Building and Healthy workplace certifications are rightly demanding that product data for material health is transparent and published. WELL, BREEAM, LEED, SKA all refers to responsible chemical use, VOC guidance for indoor air quality etc.

For years the circular economy approach has been talked about to ensure we recycle, reuse, design for disassembly, reduce waste and dumping in landfill. In turn product manufacturers have been tasked to design and manufacture their products to have as little environmental impact as possible, be carbon neutral and offer to takeback the product after use.
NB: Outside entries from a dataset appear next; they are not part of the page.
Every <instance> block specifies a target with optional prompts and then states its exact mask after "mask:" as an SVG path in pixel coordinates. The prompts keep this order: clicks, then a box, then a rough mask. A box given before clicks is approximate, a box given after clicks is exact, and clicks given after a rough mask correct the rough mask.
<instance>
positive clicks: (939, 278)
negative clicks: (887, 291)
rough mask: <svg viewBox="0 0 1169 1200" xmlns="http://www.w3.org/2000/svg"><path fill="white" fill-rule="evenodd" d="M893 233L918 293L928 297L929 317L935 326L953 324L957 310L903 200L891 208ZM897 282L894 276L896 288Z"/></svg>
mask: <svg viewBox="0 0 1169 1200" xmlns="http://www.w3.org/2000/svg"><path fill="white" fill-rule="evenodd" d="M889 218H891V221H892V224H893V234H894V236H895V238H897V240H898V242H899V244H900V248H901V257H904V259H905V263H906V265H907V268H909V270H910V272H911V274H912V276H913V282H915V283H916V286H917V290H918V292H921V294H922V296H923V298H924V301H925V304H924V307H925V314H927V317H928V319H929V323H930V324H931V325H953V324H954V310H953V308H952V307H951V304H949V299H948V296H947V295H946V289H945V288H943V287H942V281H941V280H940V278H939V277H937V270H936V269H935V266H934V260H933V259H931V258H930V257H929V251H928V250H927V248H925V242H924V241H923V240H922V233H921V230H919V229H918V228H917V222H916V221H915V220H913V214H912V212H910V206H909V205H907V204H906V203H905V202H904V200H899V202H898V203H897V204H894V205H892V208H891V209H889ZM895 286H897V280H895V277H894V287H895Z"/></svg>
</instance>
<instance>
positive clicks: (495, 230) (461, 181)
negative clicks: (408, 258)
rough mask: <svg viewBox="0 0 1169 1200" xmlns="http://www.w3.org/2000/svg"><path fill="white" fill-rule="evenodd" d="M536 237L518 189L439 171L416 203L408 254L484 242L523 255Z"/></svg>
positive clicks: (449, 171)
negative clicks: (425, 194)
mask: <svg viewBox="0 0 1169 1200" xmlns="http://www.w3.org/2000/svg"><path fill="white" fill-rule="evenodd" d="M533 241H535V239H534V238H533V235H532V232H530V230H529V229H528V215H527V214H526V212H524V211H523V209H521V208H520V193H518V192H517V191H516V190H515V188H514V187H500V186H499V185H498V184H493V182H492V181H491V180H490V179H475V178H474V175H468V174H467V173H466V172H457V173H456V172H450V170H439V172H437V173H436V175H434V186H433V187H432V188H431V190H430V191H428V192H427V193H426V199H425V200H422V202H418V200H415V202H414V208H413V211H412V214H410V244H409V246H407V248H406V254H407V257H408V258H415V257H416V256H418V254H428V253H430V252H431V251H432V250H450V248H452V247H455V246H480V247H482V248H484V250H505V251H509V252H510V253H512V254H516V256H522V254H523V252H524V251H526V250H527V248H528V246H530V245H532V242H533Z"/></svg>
However, the chemical content of a product is not the only impact on a sustainability demand. How the product is installed has a significant bearing on the practical ability to evolve to a circular economy approach.

Traditional installation methods such as full adhesive use for floor coverings isn’t conducive for successful takeback for reuse and recycling. Adhesive free solutions have been readily available in market for some time in partnership with IOBAC, Shaw Contract is said to offer Adhesive Free solutions for installing LVT, an approach that facilitates easy lifting of the LVT without damaging the sub-floor. Shaw Contract have also reportedly introduced the industry’s first second location warranty, which extends the original product warranty. The company adds: ‘This method not only allows for the reuse of the LVT but also protects the subfloor, eliminating the need for cleaning and remedial costs. It represents a simple, cost-efficient method for installing LVT on most common sub-floors and enhances sustainability accreditations LEED, BREEAM and WELL that reward material reuse.’

‘Sustainability demands will continue and LVT will have to meet the requirements set. When it comes to sustainability it’s not just the product credentials that are important. Installation, end of life and asset management are key to deliver circularity in the medium to long term. Will this mean that those architects and designers currently not specifying LVT will start?
Possibly, but the only solution in the long term is for PVC FREE Resilient LVT to be available at realistic cost to be used regularly in the market. This means they’ll be able to be closed loop recycled or reused just like carpet tiles. While there are some products like these already in the market, they tend to be more expensive. We’re sure in the future more of these products will be available and cost comparable to ensure the march of LVT will continue sustainably,’ adds the company.